It is not the 'escape' that must be foreseeable, but only that the 'damage' was foreseeable, if the 'thing' does escape
Examples of 'things' which the courts have decided can do mischief: Gas and electricity, Poisonous fumes, A flag pole, Tree branches, An occupied chair from a fair-ground ride (Hale v Jennings Bros 1938)
Shiffman v The Grand Priory of St John [1936] - A flag pole belonging to the defendant fell and hit the claimant. This was held to amount to an escape for the purposes of Rylands v Fletcher.
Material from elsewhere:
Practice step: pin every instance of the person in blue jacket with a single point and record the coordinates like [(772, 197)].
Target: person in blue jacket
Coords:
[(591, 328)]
The defendant was made to pay damages as compensation.
The 'thing' must escape from one property onto another (however, not always strictly applied - Jennings for example, both stalls at the fair operated on the same piece of land)
Read v Lyons (1947) - An inspector was checking the interior of munitions factory and was injured, together with a number of other workers, when a shell exploded. The House of Lords (Now Supreme Court) decided that Rylands v Fletcher did not apply as 'there was no escape at all of the relevant kind'
Viscount Simon in Rylands v Fletcher stated "an escape from a place where the defendant has occupation or control over land to a place which is outside his occupation or control"
Escape from land or circumstances where defendant has lost control
British Celanese v AH Hunt Ltd (1969) - an escape where the defendant has lost control. The defendants stored strips of metal foil used in the manufacture of electrical components. Some strips blew off the defendant's land onto a electric sub-station, causing power failure. The defendant had lost control of his land, but it was held that the use of land by the defendant's was a natural use of land, because of the benefit from the manufacture received by the local population.
Act of God - may succeed where there are extreme weather conditions that ‘no human foresight can provide against’. (no one would have foreseen such weather).
Act of a stranger - if a stranger over whom the defendant has no control has been the cause of the escape causing the damage, then the defendant may not be liable.